At the last Monetary Policy Committee (MPC) meeting that took place, the repo rate was held stable at 6,75% despite expectations that it would be reduced. The Reserve Bank missed out on a golden opportunity to boost economic growth even further. With rising petrol prices and a depreciating currency, a similar opportunity to reduce interest rates may not present itself at the next MPC meeting scheduled for November 2017.

With the Consumer Price Index (CPI) dropping by 220 basis points since December 2016, the need for a significant reduction in interest rates – as a stimulus for economic growth of at least 0,5% – is clear.

Other factors

Reduction in the repo rate

A reduction in the repo rate (and therefore the prime rate), will have a positive impact on South African’s Gross Domestic Product (GDP) towards the end of 2017 and the beginning of 2018.

Global price of Brent oil

The increase in the global price of Brent oil by close to 20% over the past three months has been transferred to local petrol prices in South Africa and as such consumers had to increasingly dig deep in their pockets to fuel up.

The rise in oil and petrol prices could prevent inflation decline on the short run since rising petrol prices will subsequently force inflation to rise again towards the end of 2017.

Exchange rate

Movements in the already volatile exchange rate are also mostly upwards with a depreciating Rand.

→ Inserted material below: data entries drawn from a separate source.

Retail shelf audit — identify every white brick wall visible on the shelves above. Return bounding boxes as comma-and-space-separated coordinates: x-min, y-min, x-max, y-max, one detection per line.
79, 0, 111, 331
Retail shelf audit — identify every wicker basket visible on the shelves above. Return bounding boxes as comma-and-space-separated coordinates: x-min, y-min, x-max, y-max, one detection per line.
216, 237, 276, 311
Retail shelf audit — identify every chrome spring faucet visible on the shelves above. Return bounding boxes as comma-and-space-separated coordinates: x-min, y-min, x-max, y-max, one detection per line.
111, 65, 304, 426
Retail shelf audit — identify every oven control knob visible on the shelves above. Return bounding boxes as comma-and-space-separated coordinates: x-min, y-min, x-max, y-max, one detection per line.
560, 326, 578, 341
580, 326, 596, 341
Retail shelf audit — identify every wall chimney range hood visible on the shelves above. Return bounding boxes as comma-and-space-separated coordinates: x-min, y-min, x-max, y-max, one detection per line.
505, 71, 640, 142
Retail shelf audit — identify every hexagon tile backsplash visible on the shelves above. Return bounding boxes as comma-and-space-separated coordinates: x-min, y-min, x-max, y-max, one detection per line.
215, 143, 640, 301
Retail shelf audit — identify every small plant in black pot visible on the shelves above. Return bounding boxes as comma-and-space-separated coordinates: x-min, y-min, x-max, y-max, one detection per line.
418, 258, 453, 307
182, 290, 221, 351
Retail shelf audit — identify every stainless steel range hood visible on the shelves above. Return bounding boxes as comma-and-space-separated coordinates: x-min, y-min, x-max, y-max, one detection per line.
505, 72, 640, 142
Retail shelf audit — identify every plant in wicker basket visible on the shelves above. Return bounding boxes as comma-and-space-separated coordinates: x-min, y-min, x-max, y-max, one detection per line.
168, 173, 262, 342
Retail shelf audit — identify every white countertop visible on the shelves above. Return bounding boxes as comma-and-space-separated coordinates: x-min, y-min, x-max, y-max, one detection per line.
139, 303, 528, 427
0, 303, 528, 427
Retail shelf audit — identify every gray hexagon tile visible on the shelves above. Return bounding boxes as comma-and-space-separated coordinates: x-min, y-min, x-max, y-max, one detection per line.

This depreciative movement will put also impact inflation as petroleum and luxury goods are imported and a weak Rand will result in price increases. South Africa’s current account is also under pressure, with the deficit of the balance of payments increasing from R91 billion in the first quarter of 2017 to R110 billion in the second quarter of 2017.

Economic growth results

In terms of economic growth results in the second quarter of 2017, the positive growth of 2,5% was higher than expected; with the agricultural sector contributing the most with 0,7% of the total.

Manufacturing only contributed 0,3% to growth and is still sluggish in terms of development. Usually the third and the fourth quarters of the year allows for higher output in the manufacturing sector, but it is not expected that this sector will show significant increased growth during the rest of 2017 or beginning of 2018.

It is expected that overall economic growth in the third and fourth quarter will remain positive but at low rates of between 0,4% and 0,6% respectively.

Investment strike

An important negative situation to keep note of is that investment numbers have decreased by 2, 6%, indicating a wait-and-see outlook for businesses at present.

The latter can be classified as an investment strike and can be linked to continued policy and political uncertainty.


South Africa has been able to achieve positive growth during the second quarter of 2017 and this trend is expected to continue, but at a relatively low growth rate of about 0,5% towards the end of 2017 and beginning of 2018.

This low growth environment will however lead to job losses and an increase in the unemployment rate. South Africa needs a growth rate of at least 3% per annum in order to reduce the unemployment rate of 27,7%.